You’re going to kill yourself, too? Billy asked the others.

Yes, they all said, and they proceeded to tell one another how it was they had each come to need to destroy themselves in order to create themselves.

At the end of the tales they all had salted, blurring tears in their eyes. For what else could be the product of discovering like minds?

It’s so wonderful, that we all understand that no one understands! We’re together in our aloneness! They all cried. You make me whole!

And then they entered a great orgy, their chemicals feeding off one another and telling them new truths. Filling their voids with the pink of blood and sex.

And they danced together, the four of them, in a pretty, never-ending waltz, feet sweeping and arms waving blurringly fast.

Of course this led to children. And when the day came for them to tell their eldest son how they had met, he turned away with a young person’s scowl and said, So why don’t you just die already! And they all chuckled at that in their wisdom.

They continued their great orgy-dance for many years until the day came when nature killed them.

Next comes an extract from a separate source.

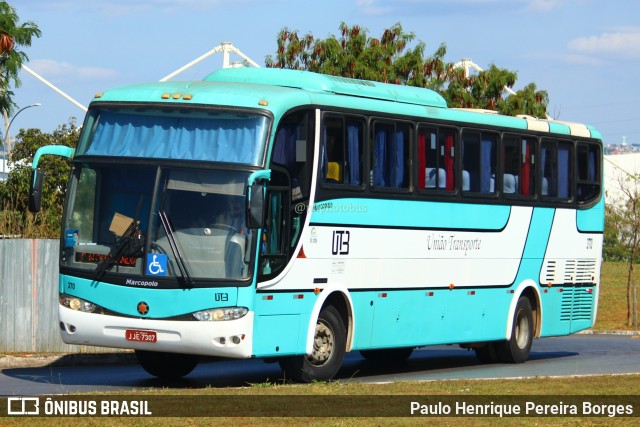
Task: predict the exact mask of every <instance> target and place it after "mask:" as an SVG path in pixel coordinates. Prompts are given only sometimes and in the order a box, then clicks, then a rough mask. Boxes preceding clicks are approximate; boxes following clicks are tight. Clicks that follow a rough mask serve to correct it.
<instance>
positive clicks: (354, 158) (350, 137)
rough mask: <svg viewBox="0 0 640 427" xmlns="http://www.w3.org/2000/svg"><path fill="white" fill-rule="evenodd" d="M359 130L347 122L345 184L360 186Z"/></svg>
mask: <svg viewBox="0 0 640 427" xmlns="http://www.w3.org/2000/svg"><path fill="white" fill-rule="evenodd" d="M361 161H362V160H361V159H360V129H359V127H358V125H357V124H356V123H350V122H347V176H346V183H347V184H349V185H360V184H362V181H361V176H362V175H361V173H360V162H361Z"/></svg>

They were all in very old age by then and the blackness of their youth had been bleached by their years of sunny happiness to the faintest gray.

The nature of their dancing-fucking years had filled them with pretty rainbow colors, but on that day she decided to kill them she pulled all that color right out of them. In the moment before they died, they felt the color sucked from them like marrow and stumbled, choked on that instant for the great colorless void within them. They forgot one another, and in the second before death they each remembered the richness of the black that was within them in their youth. But it was just an ungraspable flighty memory and they were erased by nature from the earth.



Lame, yes. I know. Give me a break; my life’s soundtrack at the time was Nirvana’s In Utero.

But at the time of composition, this story was deeply important to me. So what the hell changed?

And don’t tell me I’ve grown up, because that’ll only depress me.

I think this is a great problem for me in social interactions: I don’t want
to hear what people think I want to hear.

Don’t ever tell me I’ve matured.

Don’t ever tell me I’m pretty.

Don’t ever tell me things are going to get better.

Don't ever tell me that Davey Havok doesn't want to kill himself.

Don’t ever tell me it’s a good thing that I’m alive.

Please.

If you’re reading this, the chances are relatively high that you weren’t going to anyways, because you’re you and you’re reading this far in this depressing depress-blog.

Have I rambled enough for the night? I suppose so. I’d like to re-emphasize that I’m not even in a deeply existential or even emo mood right now. I’m not dying any time soon. I’m only writing about these things hoping to find my core again. I seem to be spinning out of control these days, being known by other people, moving in the real world, being infiltrated by alien causes.

I’m still going through my old rough stories I wrote before I devoted all my time to other writings. I guess my aim is to remember where I was emotionally and psychologically when I wrote them, and to relive that experience of writing them by posting them. It’s entirely different, now; back then, I was silent and beautiful, now I’m giving off static. It feels a little like numbness.